The Conservative government stretched a point – but not beyond the limits of reason – when it nominated Marc Nadon as a justice of the Supreme Court of Canada, and more specifically as one of the three judges on the court from Quebec.
Now that the court has turned it down, the government should resist any temptation to create some new, artificial qualification for Mr. Nadon, say, by appointing him first to the Quebec Superior Court and then a few weeks later nominating him to the Supreme Court. Surely the man has been through enough.
Six of the seven judges who took part in the case seized the occasion to show the flag of their court. They made clear – with a sound argument – that dry verbiage in the Supreme Court Act on the credentials for its members has been elevated to constitutional status. Under the Constitution Act, 1982, the rules on the court dating back to 1949 can be changed only by a constitutional amendment, that is, by the much-dreaded prospect of “opening up” the Constitution.
The government’s flexible interpretation of the qualifications for membership was supported by the legal opinions of Peter Hogg, a man often thought of as the dean of Canadian constitutional law, and Ian Binnie, a similarly respected retired justice of the court.
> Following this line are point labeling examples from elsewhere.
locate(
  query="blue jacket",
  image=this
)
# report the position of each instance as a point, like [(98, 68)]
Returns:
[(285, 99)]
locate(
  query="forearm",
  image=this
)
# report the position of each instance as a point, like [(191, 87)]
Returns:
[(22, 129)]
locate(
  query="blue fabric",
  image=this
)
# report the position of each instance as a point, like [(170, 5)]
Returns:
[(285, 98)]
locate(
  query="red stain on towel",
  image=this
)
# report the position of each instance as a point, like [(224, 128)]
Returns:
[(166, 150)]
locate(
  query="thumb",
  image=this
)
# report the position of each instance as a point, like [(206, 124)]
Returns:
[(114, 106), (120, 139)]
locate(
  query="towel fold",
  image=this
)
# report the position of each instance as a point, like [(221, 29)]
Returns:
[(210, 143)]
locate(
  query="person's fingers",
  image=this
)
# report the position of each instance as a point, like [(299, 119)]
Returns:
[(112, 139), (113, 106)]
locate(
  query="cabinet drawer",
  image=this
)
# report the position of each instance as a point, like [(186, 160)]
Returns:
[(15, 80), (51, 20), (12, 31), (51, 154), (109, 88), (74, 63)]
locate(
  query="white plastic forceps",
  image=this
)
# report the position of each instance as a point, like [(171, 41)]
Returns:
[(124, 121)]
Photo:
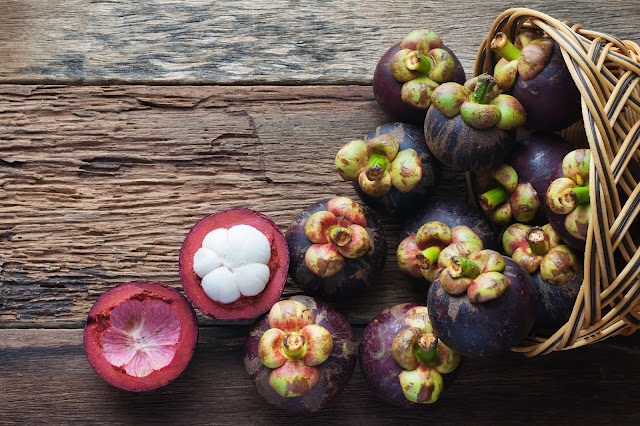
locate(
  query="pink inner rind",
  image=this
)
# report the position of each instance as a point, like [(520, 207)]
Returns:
[(245, 307), (98, 323)]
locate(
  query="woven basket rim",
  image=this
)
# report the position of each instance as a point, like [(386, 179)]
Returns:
[(607, 73)]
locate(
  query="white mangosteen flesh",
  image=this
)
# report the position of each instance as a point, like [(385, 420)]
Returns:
[(141, 337), (233, 262)]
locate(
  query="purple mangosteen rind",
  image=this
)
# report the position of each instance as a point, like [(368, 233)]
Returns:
[(334, 372), (387, 90), (488, 328), (396, 202), (377, 364), (356, 275)]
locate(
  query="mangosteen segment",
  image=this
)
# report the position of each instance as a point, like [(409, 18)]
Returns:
[(140, 335), (378, 165), (233, 264)]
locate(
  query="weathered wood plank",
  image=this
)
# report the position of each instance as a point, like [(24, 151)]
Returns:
[(100, 185), (46, 378), (251, 42)]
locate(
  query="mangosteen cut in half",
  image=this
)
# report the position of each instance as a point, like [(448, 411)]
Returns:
[(233, 264), (140, 335)]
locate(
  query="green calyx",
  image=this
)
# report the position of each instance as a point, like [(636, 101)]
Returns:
[(378, 165)]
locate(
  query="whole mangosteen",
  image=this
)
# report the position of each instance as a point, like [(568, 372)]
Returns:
[(392, 169), (409, 71), (140, 335), (337, 248), (402, 360), (472, 127), (233, 264), (539, 78), (568, 201), (556, 270), (443, 228), (482, 305), (301, 354)]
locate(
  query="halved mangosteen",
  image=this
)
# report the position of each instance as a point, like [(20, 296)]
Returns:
[(140, 335), (233, 264), (301, 354)]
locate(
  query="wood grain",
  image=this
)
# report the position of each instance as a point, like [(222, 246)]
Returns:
[(49, 380), (249, 42), (100, 185)]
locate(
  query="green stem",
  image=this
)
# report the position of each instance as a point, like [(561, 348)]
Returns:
[(493, 198), (428, 257), (418, 62), (340, 235), (377, 166), (582, 194), (463, 267), (427, 348), (536, 238), (501, 44), (484, 87)]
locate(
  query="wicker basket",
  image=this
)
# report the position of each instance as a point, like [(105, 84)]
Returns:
[(607, 73)]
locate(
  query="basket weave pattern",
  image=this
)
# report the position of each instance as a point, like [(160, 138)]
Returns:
[(607, 73)]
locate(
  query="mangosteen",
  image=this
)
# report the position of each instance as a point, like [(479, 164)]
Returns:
[(482, 305), (392, 169), (301, 354), (409, 71), (337, 248), (233, 264), (556, 270), (140, 335), (442, 229), (517, 189), (402, 360), (568, 202), (472, 127), (539, 78)]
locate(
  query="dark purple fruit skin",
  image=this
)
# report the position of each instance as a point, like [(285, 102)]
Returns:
[(461, 147), (489, 328), (377, 365), (557, 220), (387, 89), (357, 275), (555, 302), (335, 372), (396, 202), (534, 157), (452, 213), (551, 98)]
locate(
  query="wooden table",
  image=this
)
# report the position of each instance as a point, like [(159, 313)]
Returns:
[(124, 123)]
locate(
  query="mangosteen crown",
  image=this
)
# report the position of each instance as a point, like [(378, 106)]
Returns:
[(378, 165), (293, 348), (479, 103), (479, 275), (423, 358), (337, 233)]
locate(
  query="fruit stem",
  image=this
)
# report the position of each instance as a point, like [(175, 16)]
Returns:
[(377, 166), (416, 61), (340, 235), (293, 344), (501, 44), (493, 198), (427, 348), (537, 240), (484, 87), (463, 267), (428, 257)]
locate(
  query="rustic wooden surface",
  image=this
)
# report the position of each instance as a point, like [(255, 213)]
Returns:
[(222, 104)]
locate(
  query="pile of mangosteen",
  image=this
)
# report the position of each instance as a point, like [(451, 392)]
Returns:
[(494, 271)]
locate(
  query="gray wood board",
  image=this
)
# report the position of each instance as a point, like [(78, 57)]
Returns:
[(249, 42)]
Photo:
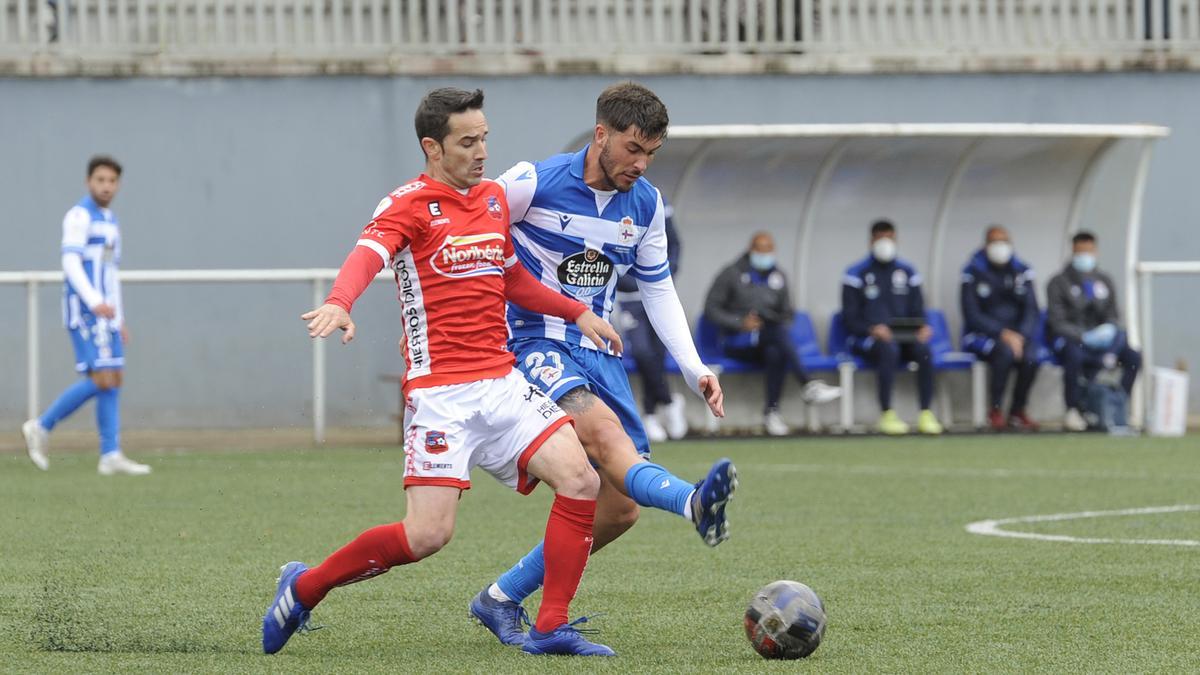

One current judge of the court, Michael Moldaver, agreed with them, in a carefully reasoned dissent.
The majority of the court, however, emphasized that the case required both technical, closely textual statutory interpretation and a broader, “purposive” approach.
Since 1982, the Supreme Court of Canada has become accustomed to dealing with matters of general principle, with ideas that engage them. They are not fond of technical arguments.
The Nadon case obliged them to parse intricate clauses. Perhaps the somewhat strained arguments made by the government irritated them. The judges could not ignore the technicalities, but they wanted to look to longer-term policies, all the more.
The significance here of French civil law, with its importance to Quebec’s special place within Canada, is clear. It was as if the government’s arguments had provoked the justices to give an expansive force to the protection of the Quebec Civil Code, as part of a larger Canadian social contract – even by way of narrow-sounding legal clauses.